There is an old man standing near the counter, straight out of an Ellis Island PBS documentary, singing in Spanish, saying short phrases in English, Spanish, Italian, and French, on shuffle. He’s almost done with his beer. I wonder how many he’s had. The ales on draft are from McSorley’s, and reasonably priced just the same. My burger comes out. Shit. It is dry. I realized that the bartender taking my order never asked how I wanted it cooked, and I’d had a few too many beers and way too many self-concocted Campari ginger ales throughout the day to be proactive about it. The patty is a thick puck when it goes into the broiler and emerges, ostensibly, as a dense spheroid unfit for the generic bun it sits on. It looked like a newborn in garb meant for 6-month-olds.

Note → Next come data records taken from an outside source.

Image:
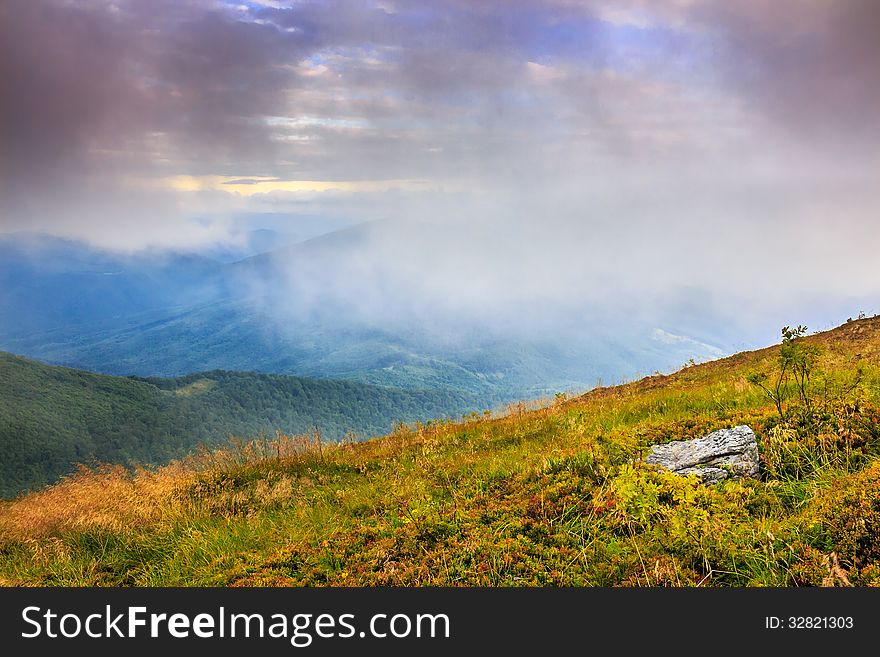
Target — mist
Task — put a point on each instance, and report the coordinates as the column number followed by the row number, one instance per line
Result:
column 668, row 173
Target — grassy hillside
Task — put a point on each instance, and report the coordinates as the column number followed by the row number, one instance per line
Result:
column 554, row 496
column 52, row 418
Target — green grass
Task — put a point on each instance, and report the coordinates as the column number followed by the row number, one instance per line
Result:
column 557, row 496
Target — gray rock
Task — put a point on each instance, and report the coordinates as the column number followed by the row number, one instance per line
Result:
column 723, row 454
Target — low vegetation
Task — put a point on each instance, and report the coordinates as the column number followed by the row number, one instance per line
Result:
column 553, row 496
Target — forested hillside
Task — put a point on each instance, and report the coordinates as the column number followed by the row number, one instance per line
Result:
column 52, row 418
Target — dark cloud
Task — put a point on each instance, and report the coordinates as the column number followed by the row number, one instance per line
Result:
column 636, row 145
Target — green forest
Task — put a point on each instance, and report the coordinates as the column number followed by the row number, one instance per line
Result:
column 53, row 418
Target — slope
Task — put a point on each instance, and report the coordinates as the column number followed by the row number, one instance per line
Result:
column 553, row 496
column 52, row 418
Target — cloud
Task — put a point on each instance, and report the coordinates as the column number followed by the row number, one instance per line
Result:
column 631, row 149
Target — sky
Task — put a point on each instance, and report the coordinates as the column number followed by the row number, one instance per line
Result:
column 633, row 154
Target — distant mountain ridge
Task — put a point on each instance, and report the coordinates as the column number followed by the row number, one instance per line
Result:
column 315, row 308
column 52, row 418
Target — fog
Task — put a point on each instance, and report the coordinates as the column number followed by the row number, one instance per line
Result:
column 704, row 168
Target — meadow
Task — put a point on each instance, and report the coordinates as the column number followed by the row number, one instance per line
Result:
column 555, row 494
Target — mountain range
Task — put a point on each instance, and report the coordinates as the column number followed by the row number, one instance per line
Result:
column 318, row 308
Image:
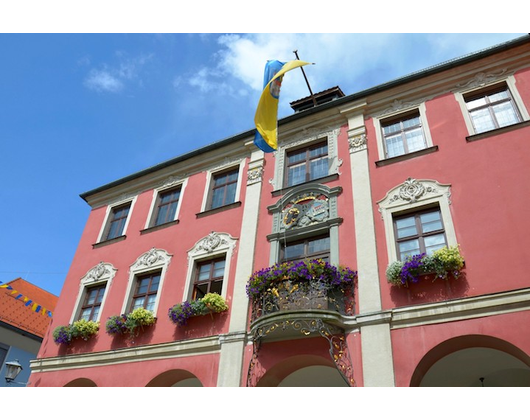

To shift the proportions in the burger’s favor, I left all the accoutrements in, but after a few bites, I took the lettuce and tomato out and ate them separately. I left the raw onion slices in. The burger had a deep char and so did the bun; it needed some sulfur to go with that carbon.
Qualitatively, it was one of the worst burgers I’d eaten in a while, but it was at least halfway my fault, and self-loathing is as savory a sauce as hunger. Half-awake with the clock nearing four, and my cab ride to JFK only two hours in the future, I don’t know if I would have wanted anything else. I text a new friend about my experience, about how the individual components were undeniably awful, and how, despite everything, it coalesced into something charming, something perfect. I blanched, worried that it sounded like I was explaining New York to someone who’d lived here for more than a decade.
Her reply, one minute later: “That is the only way to eat a Corner Bistro burger. You’re having the authentic experience.”